The hype over the Cup’s cash frenzy is the same that attends every large-scale spectacle.
Although no claim has yet been made on behalf of the Westminster Kennel Club Dog Show, extravagant “economic impact” estimates abound for the New Year’s Eve Times Square celebration, July 4th fireworks, the US Open, New York City Marathon, Macy’s Thanksgiving Day Parade, New York Fashion Week, and the St. Patrick’s Day and Puerto Rican Day parades.
But as any starting business journalist learns on day one, “estimate” is the magic word to camouflage being wrong.
How much does the Marathon pull in for hotels, stores and restaurants?
An “estimated” $427 million, according to the New York Road Runners, which cited a 2021 report by Audience Research and Analysis. In my Upper East Side neighborhood, it means a whopping blow to stores and restaurants that no one can reach due to street closings.
Where’s the proof that Fashion Week — essentially a trade show that lends itself to some fancy pap-shot — pumps $900 million into the Big Apple economy each year, as one of Adams’ predecessors, Mike Bloomberg, repeatedly stated?
The Metropolitan Museum of Art asserted that a 2003 Leonardo da Vinci exhibition would yield a “$220 million economic impact on New York City and New York State.”
But a closer read revealed that only $121 million was spent “by those who indicated that Leonardo was an important factor in bringing them to New York,” as reported by the Wall Street Journal.

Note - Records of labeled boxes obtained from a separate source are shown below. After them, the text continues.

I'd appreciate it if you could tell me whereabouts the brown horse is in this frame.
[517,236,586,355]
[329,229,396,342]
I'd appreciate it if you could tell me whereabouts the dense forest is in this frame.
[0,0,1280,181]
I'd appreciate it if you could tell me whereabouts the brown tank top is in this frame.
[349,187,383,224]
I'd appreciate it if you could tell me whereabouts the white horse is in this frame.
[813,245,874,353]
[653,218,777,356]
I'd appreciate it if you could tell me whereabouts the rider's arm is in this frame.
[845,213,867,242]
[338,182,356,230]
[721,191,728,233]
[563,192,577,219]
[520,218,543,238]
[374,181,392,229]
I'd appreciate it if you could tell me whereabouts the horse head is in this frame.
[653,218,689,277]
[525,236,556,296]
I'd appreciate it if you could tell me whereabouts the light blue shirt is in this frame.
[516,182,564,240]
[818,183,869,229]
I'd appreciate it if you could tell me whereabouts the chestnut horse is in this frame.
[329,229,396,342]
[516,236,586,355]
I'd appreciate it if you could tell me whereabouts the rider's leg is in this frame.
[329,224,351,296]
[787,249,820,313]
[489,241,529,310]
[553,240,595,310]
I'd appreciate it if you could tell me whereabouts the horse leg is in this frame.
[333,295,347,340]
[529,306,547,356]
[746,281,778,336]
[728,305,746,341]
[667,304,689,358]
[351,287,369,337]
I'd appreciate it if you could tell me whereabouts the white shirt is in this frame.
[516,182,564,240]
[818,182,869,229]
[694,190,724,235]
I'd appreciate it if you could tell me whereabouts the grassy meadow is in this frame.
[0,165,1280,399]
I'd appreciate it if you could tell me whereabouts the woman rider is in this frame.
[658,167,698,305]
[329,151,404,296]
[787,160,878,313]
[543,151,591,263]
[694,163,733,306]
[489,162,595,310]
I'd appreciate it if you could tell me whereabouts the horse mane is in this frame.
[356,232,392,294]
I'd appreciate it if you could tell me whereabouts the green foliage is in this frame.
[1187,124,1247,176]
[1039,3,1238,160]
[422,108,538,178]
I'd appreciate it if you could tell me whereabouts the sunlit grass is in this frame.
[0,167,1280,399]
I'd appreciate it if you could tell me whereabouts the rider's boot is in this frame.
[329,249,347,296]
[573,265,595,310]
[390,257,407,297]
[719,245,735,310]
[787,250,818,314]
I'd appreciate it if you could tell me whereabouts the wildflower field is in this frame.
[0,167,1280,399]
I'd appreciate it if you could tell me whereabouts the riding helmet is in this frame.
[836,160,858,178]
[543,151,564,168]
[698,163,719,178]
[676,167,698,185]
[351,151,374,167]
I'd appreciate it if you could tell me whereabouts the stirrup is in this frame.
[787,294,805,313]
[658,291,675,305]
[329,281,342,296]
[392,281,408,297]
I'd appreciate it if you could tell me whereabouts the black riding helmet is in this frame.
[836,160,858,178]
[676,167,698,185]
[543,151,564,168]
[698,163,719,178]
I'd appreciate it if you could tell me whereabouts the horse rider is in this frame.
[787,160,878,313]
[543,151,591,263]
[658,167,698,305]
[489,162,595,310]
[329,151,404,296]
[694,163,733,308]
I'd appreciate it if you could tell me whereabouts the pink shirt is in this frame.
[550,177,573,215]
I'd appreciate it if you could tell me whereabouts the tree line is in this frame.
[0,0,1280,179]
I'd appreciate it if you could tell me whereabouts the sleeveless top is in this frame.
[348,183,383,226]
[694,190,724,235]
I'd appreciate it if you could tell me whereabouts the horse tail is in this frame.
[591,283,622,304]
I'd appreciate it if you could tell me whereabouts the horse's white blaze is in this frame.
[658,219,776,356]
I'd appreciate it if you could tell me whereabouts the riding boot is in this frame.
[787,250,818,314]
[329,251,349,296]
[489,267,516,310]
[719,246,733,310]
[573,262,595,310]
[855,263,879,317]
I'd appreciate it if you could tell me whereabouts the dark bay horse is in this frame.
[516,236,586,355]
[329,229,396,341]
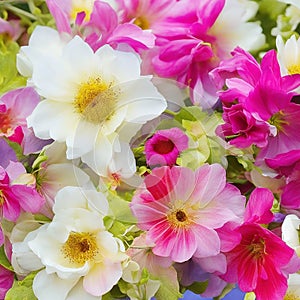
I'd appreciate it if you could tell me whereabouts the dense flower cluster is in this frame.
[0,0,300,300]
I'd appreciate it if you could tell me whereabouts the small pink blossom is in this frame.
[145,128,188,166]
[0,87,45,154]
[131,164,245,262]
[0,162,45,244]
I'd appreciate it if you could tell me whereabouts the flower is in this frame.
[153,0,264,109]
[13,187,127,299]
[145,128,188,166]
[24,28,166,175]
[130,164,244,262]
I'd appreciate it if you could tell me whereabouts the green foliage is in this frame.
[0,246,14,271]
[5,272,37,300]
[0,37,26,95]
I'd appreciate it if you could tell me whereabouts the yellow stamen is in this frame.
[133,16,150,30]
[61,232,98,265]
[74,77,118,124]
[167,209,192,230]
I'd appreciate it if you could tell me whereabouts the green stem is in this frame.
[164,109,176,117]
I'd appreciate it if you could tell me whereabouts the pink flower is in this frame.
[218,103,269,148]
[0,87,40,154]
[221,188,300,300]
[118,0,176,31]
[153,0,263,108]
[145,128,188,166]
[266,150,300,209]
[219,49,300,157]
[130,164,245,262]
[0,162,45,239]
[47,0,154,52]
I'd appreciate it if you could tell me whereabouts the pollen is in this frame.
[61,232,98,265]
[133,16,150,30]
[74,77,119,124]
[167,209,192,230]
[287,64,300,75]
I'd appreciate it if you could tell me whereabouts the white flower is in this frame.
[21,27,166,176]
[13,187,127,300]
[281,215,300,257]
[35,142,94,218]
[276,35,300,75]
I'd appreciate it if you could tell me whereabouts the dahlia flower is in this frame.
[145,127,188,166]
[130,164,245,262]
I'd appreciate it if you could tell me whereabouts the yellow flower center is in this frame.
[133,16,150,30]
[70,0,94,21]
[74,77,119,124]
[268,110,289,131]
[249,236,266,259]
[61,232,98,265]
[167,209,192,230]
[283,292,300,300]
[287,65,300,75]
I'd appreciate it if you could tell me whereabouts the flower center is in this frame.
[74,77,118,124]
[153,139,175,154]
[133,16,150,30]
[283,292,300,300]
[0,109,12,134]
[70,0,94,21]
[167,209,192,230]
[61,232,98,265]
[268,110,289,132]
[249,236,266,258]
[287,65,300,75]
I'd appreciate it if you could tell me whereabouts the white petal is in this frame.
[27,100,79,142]
[32,270,78,300]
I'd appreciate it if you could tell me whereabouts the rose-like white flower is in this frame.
[18,27,166,176]
[13,187,127,300]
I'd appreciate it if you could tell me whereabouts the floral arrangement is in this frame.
[0,0,300,300]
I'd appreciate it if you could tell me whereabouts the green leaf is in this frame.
[187,281,208,294]
[0,246,14,271]
[5,272,37,300]
[107,191,137,224]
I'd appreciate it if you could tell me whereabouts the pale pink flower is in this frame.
[145,127,188,166]
[130,164,245,262]
[0,87,46,154]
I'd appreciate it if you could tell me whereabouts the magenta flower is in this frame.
[47,0,154,52]
[130,164,245,262]
[266,150,300,209]
[221,188,300,300]
[0,162,45,234]
[214,49,300,157]
[145,128,188,166]
[0,87,40,150]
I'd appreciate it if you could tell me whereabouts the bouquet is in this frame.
[0,0,300,300]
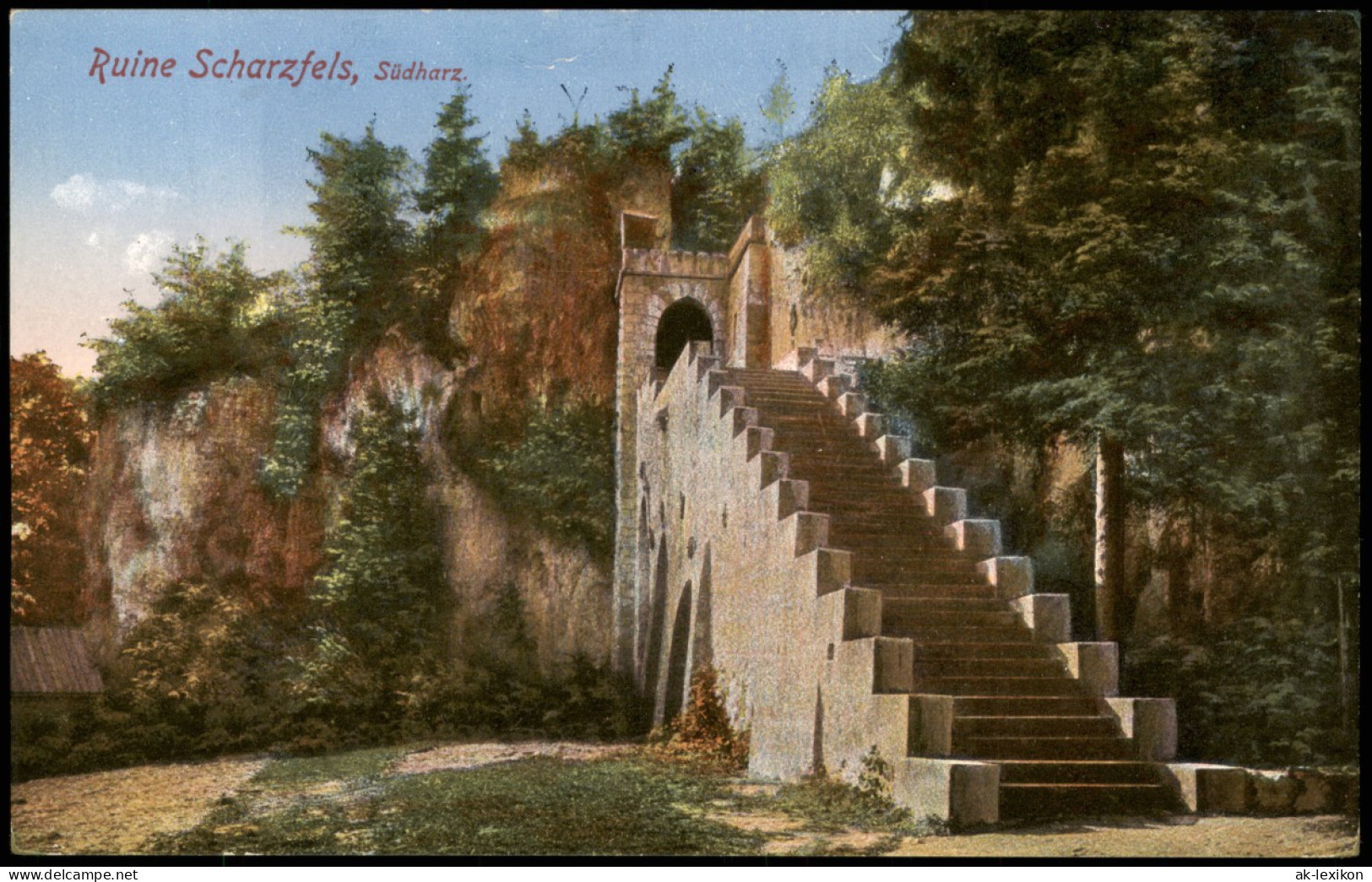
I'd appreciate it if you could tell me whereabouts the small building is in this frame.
[9,625,105,738]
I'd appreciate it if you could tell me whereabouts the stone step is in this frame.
[881,603,1021,631]
[914,676,1082,696]
[952,735,1136,760]
[1001,785,1177,820]
[859,582,997,601]
[952,715,1120,739]
[882,625,1033,645]
[881,594,1006,613]
[999,760,1161,785]
[915,641,1060,663]
[955,696,1104,719]
[829,549,979,562]
[915,656,1067,680]
[850,565,985,584]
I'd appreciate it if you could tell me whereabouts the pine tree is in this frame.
[856,13,1361,631]
[312,397,446,704]
[415,89,500,262]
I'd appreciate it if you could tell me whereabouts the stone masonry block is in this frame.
[1054,641,1120,697]
[909,695,953,755]
[1010,594,1071,643]
[724,408,757,437]
[775,346,819,371]
[719,386,746,415]
[977,557,1033,601]
[1166,763,1249,814]
[815,373,852,399]
[790,507,829,557]
[742,425,773,459]
[815,587,881,643]
[696,355,719,380]
[804,549,854,594]
[757,450,790,490]
[944,521,1001,557]
[1106,698,1177,763]
[854,413,887,441]
[800,358,834,382]
[876,435,909,465]
[705,371,729,398]
[898,459,939,495]
[773,479,810,520]
[838,392,867,419]
[924,487,968,524]
[891,757,1001,830]
[871,636,915,693]
[1247,770,1301,814]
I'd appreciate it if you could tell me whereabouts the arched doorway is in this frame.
[653,298,715,376]
[663,582,691,722]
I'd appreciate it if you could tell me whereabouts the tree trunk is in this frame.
[1334,579,1353,733]
[1096,435,1125,641]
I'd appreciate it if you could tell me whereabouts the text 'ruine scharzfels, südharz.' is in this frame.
[86,46,467,86]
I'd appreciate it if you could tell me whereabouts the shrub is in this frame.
[1122,619,1358,766]
[85,239,287,408]
[472,402,615,557]
[663,667,749,771]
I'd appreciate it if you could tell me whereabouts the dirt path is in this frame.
[9,759,266,854]
[9,742,1359,858]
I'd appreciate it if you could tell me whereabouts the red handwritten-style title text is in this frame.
[86,46,467,88]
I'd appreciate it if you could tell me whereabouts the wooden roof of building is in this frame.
[9,625,105,695]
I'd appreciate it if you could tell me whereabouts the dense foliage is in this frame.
[773,13,1361,625]
[478,402,615,558]
[771,13,1361,761]
[302,398,447,722]
[672,107,766,251]
[9,353,92,624]
[1122,619,1358,766]
[84,239,287,409]
[767,68,924,294]
[261,127,410,496]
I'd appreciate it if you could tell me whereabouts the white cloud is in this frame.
[51,174,180,214]
[123,230,171,276]
[52,174,97,211]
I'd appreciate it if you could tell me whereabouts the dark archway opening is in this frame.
[663,582,691,722]
[653,298,715,376]
[643,536,667,726]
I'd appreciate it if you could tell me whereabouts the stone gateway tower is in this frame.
[612,213,1201,825]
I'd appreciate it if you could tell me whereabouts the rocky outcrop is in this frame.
[84,332,610,665]
[83,379,327,653]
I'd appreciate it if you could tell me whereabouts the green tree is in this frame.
[768,68,924,291]
[757,57,796,141]
[606,64,690,167]
[415,89,500,261]
[259,125,413,498]
[672,107,766,251]
[312,397,446,719]
[880,13,1359,639]
[84,237,287,408]
[296,125,412,336]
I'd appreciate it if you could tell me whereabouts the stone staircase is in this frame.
[719,351,1184,820]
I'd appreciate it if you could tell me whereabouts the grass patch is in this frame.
[752,777,946,836]
[156,748,764,854]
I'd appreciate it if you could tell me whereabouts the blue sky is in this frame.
[9,9,900,375]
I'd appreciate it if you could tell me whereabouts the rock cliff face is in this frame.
[84,332,610,665]
[83,379,325,652]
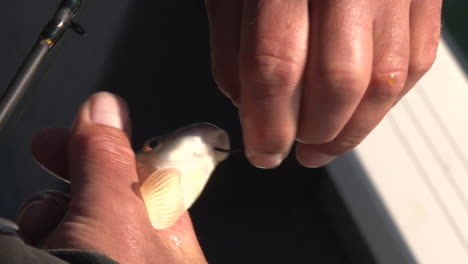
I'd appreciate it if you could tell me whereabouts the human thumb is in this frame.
[46,92,164,263]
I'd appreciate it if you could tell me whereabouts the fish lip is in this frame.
[140,122,230,159]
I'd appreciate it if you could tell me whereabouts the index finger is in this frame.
[239,0,308,168]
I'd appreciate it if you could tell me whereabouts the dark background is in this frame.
[8,0,468,263]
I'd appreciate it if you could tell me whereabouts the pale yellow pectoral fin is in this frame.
[140,168,184,229]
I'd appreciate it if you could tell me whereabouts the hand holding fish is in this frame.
[19,93,211,263]
[206,0,442,168]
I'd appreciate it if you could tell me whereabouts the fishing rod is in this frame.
[0,0,86,131]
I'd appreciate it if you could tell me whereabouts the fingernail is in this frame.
[297,152,336,168]
[247,153,284,169]
[88,92,128,129]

The impulse to overstate and over-celebrate the cash spree from every parade, festival or holiday event is a depressing indicator of how New York’s “leaders” actually regard the town’s fortunes.
Their collective insecurity belies the “If you can make it here” propaganda.
Like Woody Allen’s brain-tumor obsessed hypochondriac in “Hannah and Her Sisters,” they foresee only imminent doom.
New York City is forever faced with draconian, life-altering service cutbacks due to a “budget crisis” — until it isn’t.
After months of sky-is-falling coverage, Adams recently restored threatened funding to the NYPD, NYFD and for schools and sanitation.
Through much of the 1970s-1990s, the received wisdom (conveyed in the New York Times, Crain’s and other influential organs) was that corporations, even NBC, would soon flee to New Jersey — except that they didn’t.
Today of course it’s Miami that will turn out our lights.
But don’t worry, folks! The carnival will save us, even if you need a ticket on New Jersey Transit to get there.